A big part of Dwayne’s job with the Forest Service was overseeing the Kaibab’s grazing program. Foremost, he studied the different range allotments, determining how much grazing the land could stand. This was not an exact science by any means. The ranchers Dwayne dealt with were his neighbors and friends; he had grown up with the cattle bosses and sympathized with their predicament. The land that now comprised the Kaibab had been over-grazed in the late 1800s. The knee-high grasslands which were marveled at by the region’s first military surveyors had been beaten into a rocky, cactus-covered shell. Non-native species of plants, like Russian Thistle and buffalo grass, had invaded the hard pack, choking out the nutritious grasses that had once flourished. Today’s cattlemen paid for the sins of their fathers and grandfathers.
But it was in Dwayne's other capacity as a police officer that he was meeting with Billy Mangum today. Law enforcement didn't get a high priority with the Forest Service. There just wasn't a lot of crime to speak of, certainly not enough to keep Dwayne busy. The serious police work was handled by the Grand Canyon County Sheriff's Office. Dwayne wore the same weathered cowboy hat for both jobs, but his heart was with the cows. So his upcoming meeting with Billy had him troubled.
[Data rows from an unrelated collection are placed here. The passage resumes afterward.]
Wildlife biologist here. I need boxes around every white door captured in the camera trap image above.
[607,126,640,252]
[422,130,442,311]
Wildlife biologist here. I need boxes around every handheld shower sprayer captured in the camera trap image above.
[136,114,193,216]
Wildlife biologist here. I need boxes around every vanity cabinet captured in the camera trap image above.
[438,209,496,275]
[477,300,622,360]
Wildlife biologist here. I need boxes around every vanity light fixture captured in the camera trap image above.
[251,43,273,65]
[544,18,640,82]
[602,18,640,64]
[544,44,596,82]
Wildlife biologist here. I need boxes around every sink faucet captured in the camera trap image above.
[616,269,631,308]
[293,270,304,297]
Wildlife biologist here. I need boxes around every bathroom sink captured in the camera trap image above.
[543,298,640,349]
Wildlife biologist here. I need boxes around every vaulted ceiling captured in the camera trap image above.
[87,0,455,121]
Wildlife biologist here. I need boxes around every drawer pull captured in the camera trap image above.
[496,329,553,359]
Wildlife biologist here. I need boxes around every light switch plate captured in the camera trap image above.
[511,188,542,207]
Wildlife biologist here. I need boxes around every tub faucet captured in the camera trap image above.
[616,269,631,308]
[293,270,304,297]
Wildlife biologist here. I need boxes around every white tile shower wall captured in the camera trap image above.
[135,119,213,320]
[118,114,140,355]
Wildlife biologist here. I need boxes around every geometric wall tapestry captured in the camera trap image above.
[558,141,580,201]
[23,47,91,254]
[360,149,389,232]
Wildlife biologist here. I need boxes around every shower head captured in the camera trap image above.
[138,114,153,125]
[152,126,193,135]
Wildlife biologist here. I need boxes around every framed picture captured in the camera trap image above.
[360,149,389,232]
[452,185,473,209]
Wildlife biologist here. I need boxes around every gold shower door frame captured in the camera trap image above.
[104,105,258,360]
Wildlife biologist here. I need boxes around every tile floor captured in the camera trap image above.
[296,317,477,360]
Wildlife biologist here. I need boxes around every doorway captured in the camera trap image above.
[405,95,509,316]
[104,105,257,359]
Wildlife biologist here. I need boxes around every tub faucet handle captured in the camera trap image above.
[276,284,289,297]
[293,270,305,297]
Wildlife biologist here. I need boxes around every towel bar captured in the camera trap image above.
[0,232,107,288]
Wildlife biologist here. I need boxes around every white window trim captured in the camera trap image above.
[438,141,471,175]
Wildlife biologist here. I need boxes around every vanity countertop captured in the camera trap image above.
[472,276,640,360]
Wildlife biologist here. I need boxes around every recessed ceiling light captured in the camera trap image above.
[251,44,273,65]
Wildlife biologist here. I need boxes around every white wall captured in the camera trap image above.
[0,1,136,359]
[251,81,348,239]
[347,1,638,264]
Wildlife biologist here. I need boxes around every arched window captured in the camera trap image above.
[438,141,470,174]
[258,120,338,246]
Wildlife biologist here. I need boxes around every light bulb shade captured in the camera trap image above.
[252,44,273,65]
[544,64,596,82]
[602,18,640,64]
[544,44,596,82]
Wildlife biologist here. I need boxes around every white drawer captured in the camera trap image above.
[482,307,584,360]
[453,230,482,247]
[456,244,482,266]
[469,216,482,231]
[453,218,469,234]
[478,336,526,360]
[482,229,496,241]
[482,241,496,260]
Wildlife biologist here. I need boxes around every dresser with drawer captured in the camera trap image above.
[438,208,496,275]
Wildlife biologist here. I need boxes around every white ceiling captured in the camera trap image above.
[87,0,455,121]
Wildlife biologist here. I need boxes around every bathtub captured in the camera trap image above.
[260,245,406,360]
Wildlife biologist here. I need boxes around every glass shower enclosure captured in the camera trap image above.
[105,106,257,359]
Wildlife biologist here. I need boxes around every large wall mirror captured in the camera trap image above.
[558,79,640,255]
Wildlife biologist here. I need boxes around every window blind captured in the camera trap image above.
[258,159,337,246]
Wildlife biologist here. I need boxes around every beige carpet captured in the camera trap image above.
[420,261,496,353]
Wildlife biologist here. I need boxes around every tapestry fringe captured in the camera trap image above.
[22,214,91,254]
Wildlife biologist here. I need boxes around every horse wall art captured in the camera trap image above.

Anti-ranching sentiments were heating up and Dwayne found himself caught in the middle. Just the previous week, he had attended a rancorous meeting at the District Office where the public had been invited to comment on the Forest Service’s latest range management plan for the Kaibab. There had been harsh words leveled against the local ranchers by outsiders – mostly young folks from around Flagstaff – who came to the Grand Canyon area for the countless recreational opportunities and didn't like the over-grazing they saw. These backpackers and hikers saw no reason for the American taxpayers to subsidize the destruction of federal lands and they were pressuring the government to drastically reduce grazing on the Kaibab. The phrase "welfare ranchers" had popped up several times at the meeting, bringing the local cattlemen out of their seats and making Dwayne feel like the referee at a fight. "Get the ranchers off the Kaibab" was the battle cry of these angry visitors who called themselves environmentalists. But some of them were also terrorists. They cut range fences, they poisoned wells, and they destroyed cattle guards, waging war against the local ranchers, with the hope of driving them out of business.
The Kaibab ranchers were ready to start stringing up some hikers. “It’s just a matter of time before somebody gets killed,” said Billy Mangum when he called Dwayne that following Tuesday morning to tell him that his range fences along the Snake Gulch Wilderness Area had been cut. This was the fifth time since May that Billy's cattle had gotten loose. He had sworn this it would be the last. He warned Dwayne that he had a God-given right to defend his cattle and the land he leased from the Forest Service. “If the government can’t protect my interests, I sure as hell can.” Billy said he was camping out with his cattle, and he was prepared to shoot any stranger who came near the herd, “just like I'd blast a goddamn coyote.”